Republicans say they are turning down job offers to work for a chief executive whose volatile temperament makes them nervous.
They are asking headhunters if their reputations could suffer permanent damage, according to 27 people interviewed by The Washington Post to assess what is becoming a debilitating factor in recruiting political appointees.
The hiring challenge complicates the already slow pace at which Mr Trump is filling senior leadership jobs across government.
The White House disputed the notion that the administration has a hiring problem, and noted that its candidates must be vetted by the FBI and the Office of Government Ethics before being announced publicly, which might contribute to the perception that there is a delay in filling key posts.
"I have people knocking down my door to talk to the presidential personnel office," said White House press secretary Sean Spicer. "There is a huge demand to join this administration."
The Senate has 25 working days until it breaks for the August recess.
MORE FALLOUT EXPECTED
Trump is becoming radioactive, and it's accelerating.
MR BILL VALDEZ, a former senior official with the US Department of Energy, on growing concerns over Mr Trump's actions and treatment of key staff.
At this point, Mr Trump has 43 confirmed appointees for senior posts, compared with the 151 top political appointees confirmed by mid-June in President Barack Obama's first term and the 130 under President George Bush, based on data tracked by The Post and the Centre for Presidential Transition, which is run by the non-partisan Partnership for Public Service.
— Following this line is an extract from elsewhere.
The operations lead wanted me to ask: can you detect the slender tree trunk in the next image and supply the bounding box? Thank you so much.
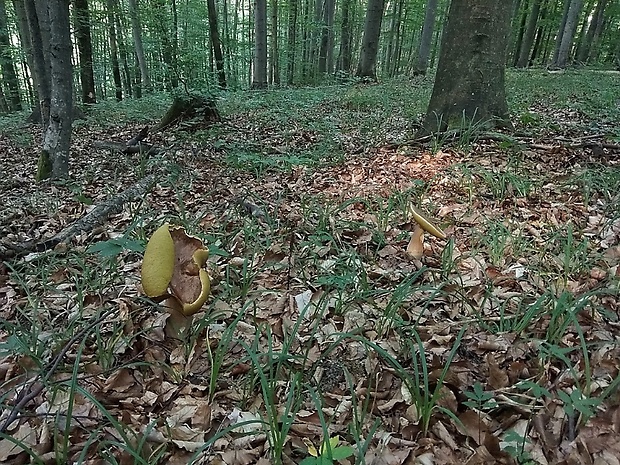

For Cabinet posts, the median wait between nomination and Senate vote for Mr Trump was 25 days, according to data collected by The Post. In contrast, Mr Obama's nominees faced a median wait of two days, while Mr Bush had a median wait of zero days.
A White House official said about 200 people are being vetted for senior-level posts. Potential candidates are watching Mr Trump's behaviour and monitoring his treatment of senior officials.
"Trump is becoming radioactive, and it's accelerating," said Mr Bill Valdez, a former senior official with the Department of Energy who is now president of the Senior Executives Association, which represents 6,000 top federal leaders.
"He just threw Jeff Sessions under the bus," said Mr Valdez, referring to recent reports that the President is furious at the Attorney-General for recusing himself from the Russia investigation.
Yesterday, a member of Mr Trump's legal team said the President is not under investigation by the probe's special counsel - an assessment at odds with a Washington Post report last week and seemingly with a tweet by Mr Trump himself last Friday.
"Let me be very clear here, as it has been since the beginning, the President is not and has not been under investigation for obstruction," said lawyer Jay Sekulow on an NBC programme.
The Post reported last week that special counsel Robert Mueller III, who was appointed to oversee the investigation into Russia's role in the election last year, is interviewing senior intelligence officials as part of a widening probe that now includes an examination of whether Mr Trump attempted to obstruct justice.